Sometimes he’d lean back to murmur a joke and she’d automatically crowd his space, elbow hooked over the rim of his wheel like she lived there now. Sometimes she’d perch on the edge of his desk to explain something, talking with her whole body, hands flying so wildly he’d start laughing and push off the desk an inch just so he didn’t get smacked in the face.

Nothing flirty. Nothing serious. Just easy.

Like they’d known each other longer than they had.

Like he didn’t have to think about pulling up beside her desk, phone already out, asking if she wanted to “accidentally” grab lunch again. Like he hadn’t quite clocked the way he always shifted to give her space before realizing she never took it.

One Friday after hours, Penelope found him alone in the shared lounge, spinning slow, lazy circles with a single push over the carpet.

“You look like you’re contemplating corporate espionage,” she said, dropping into the chair beside him.

Jack looked over. “Only a little. You ever wanted to steal a Keurig?”

She huffed. “That’s your rebellion?”

“I’m a man of simple tastes.”

“Steal a whole espresso machine and we’ll talk.”

He looked at her, eyes warm. “Okay.

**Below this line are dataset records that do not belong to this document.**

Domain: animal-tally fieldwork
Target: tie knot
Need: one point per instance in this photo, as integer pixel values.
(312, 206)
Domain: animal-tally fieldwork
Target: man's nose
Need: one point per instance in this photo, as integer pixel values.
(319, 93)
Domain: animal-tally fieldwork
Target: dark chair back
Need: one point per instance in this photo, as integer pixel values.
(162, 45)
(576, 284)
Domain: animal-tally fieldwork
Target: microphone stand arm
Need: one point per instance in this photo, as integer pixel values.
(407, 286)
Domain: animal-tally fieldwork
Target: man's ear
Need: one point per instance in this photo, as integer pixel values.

But only if you’re the getaway driver.”

She leaned her head back, smirking at the ceiling. “You planning on making a habit of me?”

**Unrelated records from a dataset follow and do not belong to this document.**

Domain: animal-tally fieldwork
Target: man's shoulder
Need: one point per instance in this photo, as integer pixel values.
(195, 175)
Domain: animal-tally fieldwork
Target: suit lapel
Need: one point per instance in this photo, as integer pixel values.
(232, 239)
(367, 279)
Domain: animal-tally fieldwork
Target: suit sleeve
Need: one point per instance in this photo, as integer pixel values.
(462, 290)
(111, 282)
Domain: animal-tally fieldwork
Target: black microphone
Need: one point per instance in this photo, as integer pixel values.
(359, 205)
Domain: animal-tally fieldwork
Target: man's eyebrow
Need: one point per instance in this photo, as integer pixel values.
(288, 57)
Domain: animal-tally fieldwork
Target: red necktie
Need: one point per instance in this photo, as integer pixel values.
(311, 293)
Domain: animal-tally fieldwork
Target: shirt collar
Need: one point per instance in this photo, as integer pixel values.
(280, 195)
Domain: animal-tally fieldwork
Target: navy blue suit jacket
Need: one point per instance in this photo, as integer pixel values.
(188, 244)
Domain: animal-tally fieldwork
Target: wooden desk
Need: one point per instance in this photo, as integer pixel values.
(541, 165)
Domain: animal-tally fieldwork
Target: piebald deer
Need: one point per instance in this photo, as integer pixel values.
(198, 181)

There was a pause--not awkward, not heavy. Just… charged enough to notice.

He didn’t look away. “Too late.”

It landed harder than either of them had aimed for. Penelope blinked, caught off guard by the softness, and he must’ve felt it too, because he nudged his rim and spun his chair again like he hadn’t said anything important at all.

She didn’t move.

She let her knee knock gently into his as he came back around, left it there this time.

He slowed the circle without meaning to.

And neither of them bothered to come up with a cover story for why they stayed like that.